La chimie a un rôle clé à jouer dans le développement de nombreuses solutions technologiques de demain, et ce, notamment dans le domaine énergétique aussi bien pour la production et le stockage que le déploiement de nouvelles sources d’énergie. Chimie ParisTech en plus de former les futurs spécialistes de ce domaine, explorent plusieurs pans de la recherche liée à ce domaine.

La production d’énergie par conversion électrique : l’exemple des cellules photovoltaïques nouvelle génération

Le domaine du photovoltaïque est en forte évolution, avec d’une part de forts besoins du côté applicatif compte tenu des volumes de production importants et d’une part, une maturation des technologies dominantes qui atteignent leurs limites de performance notamment le Silicium cristallin, à 90% de ses performances théoriques.  Et s’il y a bien une chose sur laquelle tous les chimistes s’accordent, c’est l’importance des cellules photovoltaïques dans la production d’énergie renouvelable.

Le groupe Optoélectronique, Photovoltaïque, et Nanostructures du Dr Pauporté s’intéresse depuis 2013 aux cellules solaires photovoltaïques de type pérovskite.
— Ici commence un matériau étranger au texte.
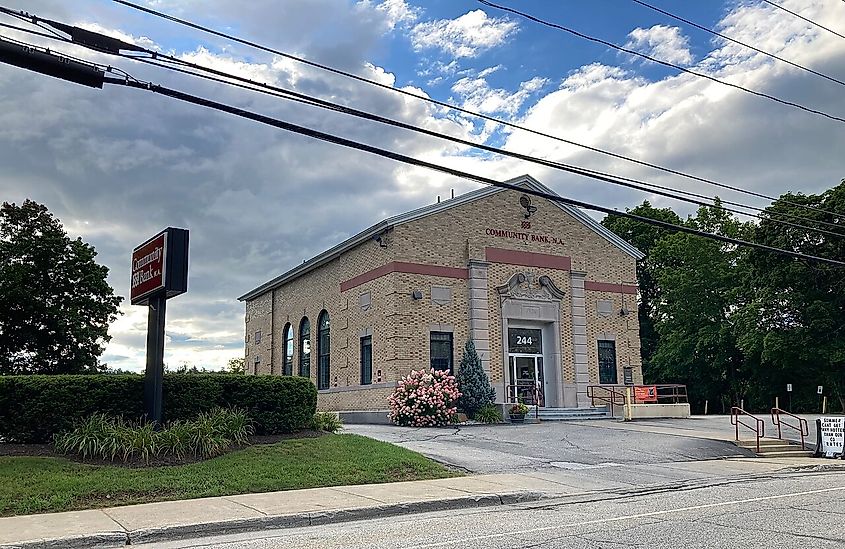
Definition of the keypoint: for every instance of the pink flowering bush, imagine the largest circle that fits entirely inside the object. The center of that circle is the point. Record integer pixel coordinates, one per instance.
(424, 398)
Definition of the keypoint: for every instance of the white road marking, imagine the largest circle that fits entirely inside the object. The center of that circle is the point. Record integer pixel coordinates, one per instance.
(625, 517)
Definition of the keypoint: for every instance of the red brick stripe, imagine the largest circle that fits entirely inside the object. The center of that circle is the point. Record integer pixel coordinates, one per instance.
(528, 259)
(403, 267)
(610, 287)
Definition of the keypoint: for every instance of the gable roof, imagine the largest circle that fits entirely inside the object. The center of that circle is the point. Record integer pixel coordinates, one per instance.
(525, 181)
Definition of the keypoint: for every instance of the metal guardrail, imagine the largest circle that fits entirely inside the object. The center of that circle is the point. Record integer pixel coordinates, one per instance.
(759, 426)
(803, 428)
(614, 395)
(673, 393)
(609, 394)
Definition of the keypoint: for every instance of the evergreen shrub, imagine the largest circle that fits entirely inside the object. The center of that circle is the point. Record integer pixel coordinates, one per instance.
(473, 382)
(35, 408)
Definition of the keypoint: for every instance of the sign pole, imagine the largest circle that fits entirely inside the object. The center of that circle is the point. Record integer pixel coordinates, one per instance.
(159, 272)
(155, 358)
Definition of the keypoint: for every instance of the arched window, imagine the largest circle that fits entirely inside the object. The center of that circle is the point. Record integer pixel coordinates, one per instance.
(305, 348)
(287, 361)
(323, 352)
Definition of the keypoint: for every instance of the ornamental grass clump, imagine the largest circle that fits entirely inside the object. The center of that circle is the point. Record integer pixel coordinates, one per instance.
(102, 437)
(425, 398)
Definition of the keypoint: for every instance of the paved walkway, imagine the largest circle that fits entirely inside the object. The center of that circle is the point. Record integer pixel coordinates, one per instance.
(509, 448)
(160, 522)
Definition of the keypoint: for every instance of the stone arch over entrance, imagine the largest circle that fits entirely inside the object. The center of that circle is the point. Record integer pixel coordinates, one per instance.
(531, 304)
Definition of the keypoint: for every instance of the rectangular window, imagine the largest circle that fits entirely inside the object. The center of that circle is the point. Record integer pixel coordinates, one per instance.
(366, 360)
(441, 351)
(607, 362)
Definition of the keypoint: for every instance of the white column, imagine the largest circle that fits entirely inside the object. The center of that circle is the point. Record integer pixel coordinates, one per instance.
(479, 318)
(579, 339)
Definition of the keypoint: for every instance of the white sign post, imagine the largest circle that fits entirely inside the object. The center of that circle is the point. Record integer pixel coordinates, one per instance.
(831, 437)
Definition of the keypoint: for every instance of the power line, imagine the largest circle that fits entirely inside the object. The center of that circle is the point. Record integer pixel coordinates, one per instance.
(319, 103)
(455, 108)
(735, 41)
(110, 45)
(799, 16)
(660, 61)
(330, 138)
(158, 59)
(327, 137)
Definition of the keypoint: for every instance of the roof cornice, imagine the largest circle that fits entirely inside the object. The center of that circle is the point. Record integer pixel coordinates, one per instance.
(431, 209)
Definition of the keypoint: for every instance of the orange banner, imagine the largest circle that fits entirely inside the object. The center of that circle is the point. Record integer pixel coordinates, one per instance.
(645, 393)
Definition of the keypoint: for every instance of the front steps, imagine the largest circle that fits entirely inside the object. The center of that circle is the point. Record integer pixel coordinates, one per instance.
(772, 447)
(570, 414)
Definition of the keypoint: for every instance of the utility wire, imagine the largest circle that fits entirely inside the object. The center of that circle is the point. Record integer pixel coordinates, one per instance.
(455, 108)
(323, 136)
(735, 41)
(660, 61)
(162, 60)
(330, 138)
(282, 93)
(799, 16)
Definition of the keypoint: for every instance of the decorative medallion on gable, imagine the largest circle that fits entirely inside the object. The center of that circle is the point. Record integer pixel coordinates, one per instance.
(530, 286)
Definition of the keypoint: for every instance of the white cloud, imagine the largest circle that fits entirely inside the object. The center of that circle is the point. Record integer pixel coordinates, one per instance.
(661, 42)
(258, 201)
(467, 36)
(398, 13)
(477, 95)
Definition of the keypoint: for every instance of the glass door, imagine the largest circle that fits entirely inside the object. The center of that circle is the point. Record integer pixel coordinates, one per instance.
(526, 379)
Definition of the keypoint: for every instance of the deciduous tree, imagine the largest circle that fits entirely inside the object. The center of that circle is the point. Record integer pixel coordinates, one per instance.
(55, 303)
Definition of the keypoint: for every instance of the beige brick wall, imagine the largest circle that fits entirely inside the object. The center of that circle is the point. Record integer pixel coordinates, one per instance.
(400, 325)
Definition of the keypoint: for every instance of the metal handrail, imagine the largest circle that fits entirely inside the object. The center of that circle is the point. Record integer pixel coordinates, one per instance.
(803, 428)
(611, 397)
(759, 428)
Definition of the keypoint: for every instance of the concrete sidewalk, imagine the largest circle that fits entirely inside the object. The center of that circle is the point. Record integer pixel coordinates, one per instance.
(160, 522)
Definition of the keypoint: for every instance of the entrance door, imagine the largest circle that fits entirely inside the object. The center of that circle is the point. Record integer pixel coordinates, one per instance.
(526, 379)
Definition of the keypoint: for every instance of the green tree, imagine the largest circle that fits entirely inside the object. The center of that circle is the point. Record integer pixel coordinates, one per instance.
(473, 382)
(645, 237)
(55, 303)
(797, 320)
(702, 289)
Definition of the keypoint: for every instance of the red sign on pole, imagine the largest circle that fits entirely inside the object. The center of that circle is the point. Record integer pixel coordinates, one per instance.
(148, 268)
(645, 393)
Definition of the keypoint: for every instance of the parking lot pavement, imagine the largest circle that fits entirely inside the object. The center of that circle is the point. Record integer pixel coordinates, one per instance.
(555, 445)
(798, 508)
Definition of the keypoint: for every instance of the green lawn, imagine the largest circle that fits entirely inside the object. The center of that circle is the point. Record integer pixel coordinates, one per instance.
(46, 484)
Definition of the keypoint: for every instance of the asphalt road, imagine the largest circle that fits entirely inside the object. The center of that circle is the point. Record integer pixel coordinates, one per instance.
(514, 448)
(790, 509)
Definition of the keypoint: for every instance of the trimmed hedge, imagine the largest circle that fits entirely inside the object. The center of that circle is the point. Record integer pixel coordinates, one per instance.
(34, 408)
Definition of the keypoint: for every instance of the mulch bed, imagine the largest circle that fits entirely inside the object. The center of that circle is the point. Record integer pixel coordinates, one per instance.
(46, 450)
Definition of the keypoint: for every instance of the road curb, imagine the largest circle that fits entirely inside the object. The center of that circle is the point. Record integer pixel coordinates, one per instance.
(86, 541)
(313, 518)
(275, 522)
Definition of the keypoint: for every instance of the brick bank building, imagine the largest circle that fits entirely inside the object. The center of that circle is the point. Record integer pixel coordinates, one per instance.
(547, 294)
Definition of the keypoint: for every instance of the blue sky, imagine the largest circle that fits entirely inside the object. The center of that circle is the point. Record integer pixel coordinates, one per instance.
(259, 201)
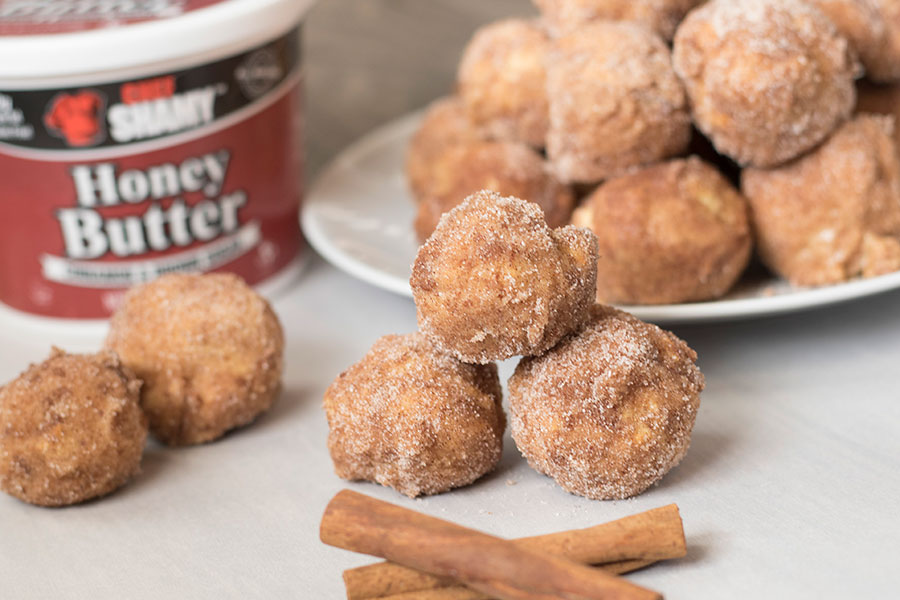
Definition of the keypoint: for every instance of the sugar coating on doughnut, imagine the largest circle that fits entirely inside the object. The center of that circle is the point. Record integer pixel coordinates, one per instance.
(768, 79)
(608, 411)
(209, 349)
(673, 232)
(502, 81)
(863, 25)
(411, 417)
(444, 125)
(71, 429)
(661, 16)
(508, 168)
(495, 281)
(615, 102)
(835, 213)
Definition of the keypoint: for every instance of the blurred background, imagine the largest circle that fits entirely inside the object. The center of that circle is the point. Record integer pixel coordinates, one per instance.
(402, 53)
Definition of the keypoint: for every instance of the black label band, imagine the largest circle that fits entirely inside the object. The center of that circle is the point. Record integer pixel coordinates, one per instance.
(136, 110)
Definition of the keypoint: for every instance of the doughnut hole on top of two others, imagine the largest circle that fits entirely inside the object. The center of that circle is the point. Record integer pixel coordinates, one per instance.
(461, 283)
(493, 281)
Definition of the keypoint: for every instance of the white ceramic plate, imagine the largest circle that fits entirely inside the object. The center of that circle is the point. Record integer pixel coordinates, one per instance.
(359, 215)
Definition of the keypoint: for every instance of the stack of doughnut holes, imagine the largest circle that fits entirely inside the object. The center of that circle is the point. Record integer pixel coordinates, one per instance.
(684, 134)
(188, 358)
(600, 401)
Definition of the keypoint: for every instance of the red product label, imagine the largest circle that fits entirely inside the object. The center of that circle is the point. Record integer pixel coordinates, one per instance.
(36, 17)
(112, 185)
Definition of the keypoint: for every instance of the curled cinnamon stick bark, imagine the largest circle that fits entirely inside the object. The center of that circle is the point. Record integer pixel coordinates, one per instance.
(496, 567)
(619, 547)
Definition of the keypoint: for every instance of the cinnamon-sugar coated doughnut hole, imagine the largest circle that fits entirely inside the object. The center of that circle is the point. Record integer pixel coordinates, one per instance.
(768, 79)
(502, 81)
(412, 417)
(661, 16)
(510, 169)
(608, 411)
(615, 102)
(835, 213)
(444, 125)
(674, 232)
(209, 349)
(494, 281)
(71, 429)
(864, 26)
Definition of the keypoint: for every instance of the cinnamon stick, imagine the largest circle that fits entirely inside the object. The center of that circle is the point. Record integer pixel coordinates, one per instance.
(409, 583)
(619, 546)
(482, 562)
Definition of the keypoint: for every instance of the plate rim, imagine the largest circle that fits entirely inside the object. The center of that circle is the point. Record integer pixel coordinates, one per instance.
(397, 130)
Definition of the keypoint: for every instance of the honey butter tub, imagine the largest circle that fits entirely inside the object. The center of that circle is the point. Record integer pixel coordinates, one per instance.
(142, 137)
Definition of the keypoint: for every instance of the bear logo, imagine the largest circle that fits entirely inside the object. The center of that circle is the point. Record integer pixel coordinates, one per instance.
(76, 117)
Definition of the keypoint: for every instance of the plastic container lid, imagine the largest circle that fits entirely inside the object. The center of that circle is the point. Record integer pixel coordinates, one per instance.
(62, 39)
La pérovskite, c’est une structure cristalline qui peut intégrer des molécules organiques dans un réseau inorganique : ces matériaux semi-conducteurs possèdent des propriétés opto-électroniques pouvant être modulées par la chimie. Les cellules étudiées par l’équipe sont constituées d’une couche de pérovskite en sandwich entre deux couches qui assurent le contact sélectif et qui permettent la séparation des charges : les trous et les électrons(1). Le groupe a notamment étudié puis optimisé l’intégration de nanostructures d’oxyde ZnO pour le transfert électronique au sein de la cellule. Il développe aussi des pérovskites complexes, à cations multiples, plus efficaces et plus stables; des semi-conducteurs organiques de faible coût pour la séparation des trous. Le rendement record actuellement atteint par le groupe du Dr. Pauporté est de 20,6 %.

Il existe également un laboratoire dédié aux énergies photovoltaïques à Chimie ParisTech : l’IPVF - Institut Photovoltaïque d'Ile de France, dirigé par Jean François Guillemoles,  il s'inscrit dans l’un des Instituts pour la Transition Énergétique (ITE), fruit d’un partenariat avec de nombreux industriels dont EDF, Total, Air Liquide et sélectionné par le Plan d'Investissement d'Avenir. L'UMR IPVF agit à la fois sur les questions fondamentales (processus pour rendements ultimes de conversion photovoltaïque), des questions importantes pour les applications (amélioration de la fiabilité et de la soutenabilité des technologies solaires) et les innovations (développement de nouveaux matériaux et dispositifs pour une technologie compétitive permettant à  l'industrie de se développer en Europe).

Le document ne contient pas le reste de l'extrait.